DCIS Margins and Breast Conservation: MD Anderson Cancer Center Multidisciplinary Practice Guidelines and Outcomes.

作者信息

Kuerer Henry M, Smith Benjamin D, Chavez-MacGregor Mariana, Albarracin Constance, Barcenas Carlos H, Santiago Lumarie, Edgerton Mary E, Rauch Gaiane M, Giordano Sharon H, Sahin Aysegul, Krishnamurthy Savitri, Woodward Wendy, Tripathy Debasish, Yang Wei T, Hunt Kelly K

机构信息

Department of Breast Surgical Oncology, The University of Texas MD Anderson Cancer Center, Houston, TX.

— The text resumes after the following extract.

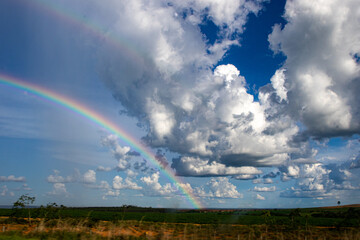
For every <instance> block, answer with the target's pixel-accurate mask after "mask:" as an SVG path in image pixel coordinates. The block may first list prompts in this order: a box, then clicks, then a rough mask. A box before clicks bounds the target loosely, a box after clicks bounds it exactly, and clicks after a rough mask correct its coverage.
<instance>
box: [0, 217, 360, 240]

Department of Radiation Oncology, The University of Texas MD Anderson Cancer Center, Houston, TX.

出版信息

J Cancer. 2017 Aug 22;8(14):2653-2662. doi: 10.7150/jca.20871. eCollection 2017.

Abstract

Recent published guidelines suggest that adequate margins for DCIS should be ≥ 2 mm after breast conserving surgery followed by radiotherapy (RT). Many groups now use this guideline as an absolute indication for additional surgery. This article describes detailed multidisciplinary practices including extensive preoperative/intraoperative pathologic/histologic image-guided assessment of margins, offering some patients with small low/intermediate grade DCIS no RT, the use/magnitude of radiation boost tailoring to margin width, and endocrine therapy for ER-positive DCIS. Use of these protocols over the past 20-years has resulted in 10-year local recurrence rates below 5% for patients with negative margins < 2 mm who received RT. Patients with margins < 2 mm who do not receive RT experience significantly higher local failure rates. Thus, there is not an absolute need to achieve wider negative surgical margins when < 2 mm for patients treated with RT and this should be determined by the multidisciplinary team. Utilization of these multidisciplinary treatment protocols and techniques may not be exportable and extrapolated to all hospitals, breast programs and systems as they can be complex and resource intensive.

摘要

最近发布的指南建议,保乳手术联合放疗(RT)后,导管原位癌(DCIS)的切缘宽度应≥2mm。现在许多团队将该指南作为再次手术的绝对指征。本文描述了详细的多学科治疗方法,包括术前/术中对切缘进行广泛的病理/组织学图像引导评估,为一些低/中级别小灶DCIS患者不进行放疗,根据切缘宽度调整放疗增敏的使用/剂量,以及对雌激素受体(ER)阳性DCIS进行内分泌治疗。在过去20年中,对于切缘阴性且宽度<2mm并接受放疗的患者,采用这些方案后10年局部复发率低于5%。切缘宽度<2mm且未接受放疗的患者局部失败率显著更高。因此,对于接受放疗的患者,切缘宽度<2mm时并非绝对需要获得更宽的阴性手术切缘,这应由多学科团队来决定。这些多学科治疗方案和技术的应用可能无法推广至所有医院、乳腺治疗项目和医疗体系,因为它们可能复杂且资源密集。